Senate Bill 158, signed into law in 2021, restructured and increased fees relating to the handling of hazardous materials, pumping $500 million into the investigation and cleanup of contaminated properties in the state and generating an additional $104 million annually in revenue for the Department of Toxic Substances Control (DTSC). Among other changes, the bill increased the cost of removing and disposing of contaminated dirt, including excavations for the development of new housing, which some builders and nonprofits claim has amounted to a “tax on housing.” In some cases, surprise double payments arising from the law’s right for the government to “look back” and adjust fees to be applied to projects that broke ground in 2021 ran into the hundreds of thousands of dollars.
An Orange County court last Friday approved an injunction requiring Mojave Pistachios LLC to pay $30 million in back fees allegedly owed to the Indian Wells Valley Groundwater Authority for pumping groundwater without an allocation in Kern County’s eastern desert.

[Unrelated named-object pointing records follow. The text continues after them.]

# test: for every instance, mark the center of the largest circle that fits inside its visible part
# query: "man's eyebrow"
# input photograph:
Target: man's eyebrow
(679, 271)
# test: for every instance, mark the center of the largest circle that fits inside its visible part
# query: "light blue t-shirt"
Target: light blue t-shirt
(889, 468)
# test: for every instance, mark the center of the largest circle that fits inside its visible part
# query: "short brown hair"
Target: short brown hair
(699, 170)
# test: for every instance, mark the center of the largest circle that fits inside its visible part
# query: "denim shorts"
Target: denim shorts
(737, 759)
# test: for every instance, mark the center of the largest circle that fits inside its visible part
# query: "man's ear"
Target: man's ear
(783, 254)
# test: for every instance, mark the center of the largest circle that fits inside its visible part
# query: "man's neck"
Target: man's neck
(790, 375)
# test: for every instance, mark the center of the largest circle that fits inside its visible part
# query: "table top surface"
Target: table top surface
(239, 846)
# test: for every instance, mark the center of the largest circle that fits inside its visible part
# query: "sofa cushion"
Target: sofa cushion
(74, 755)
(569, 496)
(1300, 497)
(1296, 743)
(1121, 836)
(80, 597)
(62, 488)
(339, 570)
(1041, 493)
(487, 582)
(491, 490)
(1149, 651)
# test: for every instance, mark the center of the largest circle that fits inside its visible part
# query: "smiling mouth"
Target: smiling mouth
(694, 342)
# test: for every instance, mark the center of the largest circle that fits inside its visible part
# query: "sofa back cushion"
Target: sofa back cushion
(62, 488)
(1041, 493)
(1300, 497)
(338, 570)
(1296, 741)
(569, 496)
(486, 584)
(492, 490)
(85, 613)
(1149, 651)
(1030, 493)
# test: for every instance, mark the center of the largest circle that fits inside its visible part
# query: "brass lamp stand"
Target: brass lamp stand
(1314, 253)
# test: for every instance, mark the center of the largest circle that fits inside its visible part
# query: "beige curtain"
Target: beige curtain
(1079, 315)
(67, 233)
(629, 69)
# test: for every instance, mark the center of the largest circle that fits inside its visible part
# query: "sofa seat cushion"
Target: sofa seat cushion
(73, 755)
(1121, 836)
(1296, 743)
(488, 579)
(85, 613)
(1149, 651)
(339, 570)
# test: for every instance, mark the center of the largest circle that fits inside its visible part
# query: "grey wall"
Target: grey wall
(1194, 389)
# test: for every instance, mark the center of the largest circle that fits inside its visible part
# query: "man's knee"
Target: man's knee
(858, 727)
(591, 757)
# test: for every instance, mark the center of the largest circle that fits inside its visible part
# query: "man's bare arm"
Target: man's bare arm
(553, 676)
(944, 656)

The $30 million is based on a $2,130-per-acre-foot fee for non-allocated pumping that was established by the authority in its groundwater sustainability plan and approved by the state in 2022. Mojave Pistachios objected to the fee and had declined to pay it; in a related action, the company alleges that the water authority’s actions amount to an “illegal taking” action of its alleged water rights.
A coalition of environmental groups has appealed a court’s rejection of their challenge to California’s plan to build the Sites Reservoir north of Sacramento. The groups argue that the project would harm Sacramento River ecosystems and threaten imperiled fish species. In May, a Yolo County Superior Court judge ruled against the groups, determining that the project’s environmental review was sufficient. Before construction begins, the project must still acquire a multitude of state and federal permits, including pursuing a water rights application with the State Water Resources Control Board. That public proceeding, which began on Monday and will likely continue through October, will consider fish and wildlife protection.
California’s Fish and Game Commission on June 19 unanimously approved white sturgeon, the largest freshwater fish in North America, as a candidate for listing under the California Endangered Species Act (CESA). That action launches a review by the Department of Fish and Wildlife that is expected to take at least a year. The species will be protected under CESA until the Commission makes a final decision whether to list it as threatened or endangered. The decision comes in response to a petition filed by a coalition of environmental groups and the California Sportfishing Protection Alliance. California’s wild white sturgeon migrate between San Francisco Bay and the rivers of the Central Valley. The fish reproduce every six to seven years and have recently come under pressure from algae blooms and droughts conditions.